# Context Shift Reduction for Offline Meta-Reinforcement Learning
> Offline meta-reinforcement learning (OMRL) utilizes pre-collected offline datasets to enhance the agent's generalization ability on unseen tasks. However, the context shift problem arises due to the distribution discrepancy between the contexts used for training (from the behavior policy) and testing (from the exploration policy). The context shift problem leads to incorrect task inference and further deteriorates the generalization ability of the meta-policy. Existing OMRL methods either overlook this problem or attempt to mitigate it with additional information.

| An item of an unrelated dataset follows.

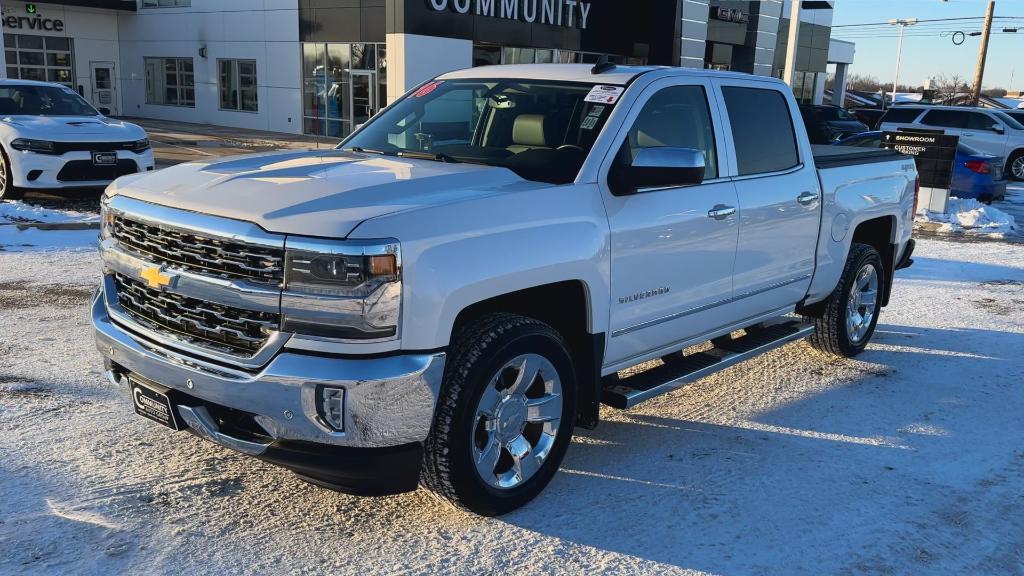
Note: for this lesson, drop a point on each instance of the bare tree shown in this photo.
(951, 89)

In this paper, we propose a novel approach called Context Shift Reduction for OMRL (CSRO) to address the context shift problem with only offline datasets. The key insight of CSRO is to minimize the influence of policy in context during both the meta-training and meta-test phases. During meta-training, we design a max-min mutual information representation learning mechanism to diminish the impact of the behavior policy on task representation. In the meta-test phase, we introduce the non-prior context collection strategy to reduce the effect of the exploration policy. Experimental results demonstrate that CSRO significantly reduces the context shift and improves the generalization ability, surpassing previous methods across various challenging domains.

## Installation
To install locally, you will need to first install [MuJoCo](https://www.roboti.us/index.html). For task distributions in which the reward function varies (Cheetah, Ant, Humanoid), install MuJoCo200. Set `LD_LIBRARY_PATH` to point to both the MuJoCo binaries (`/$HOME/.mujoco/mujoco200/bin`).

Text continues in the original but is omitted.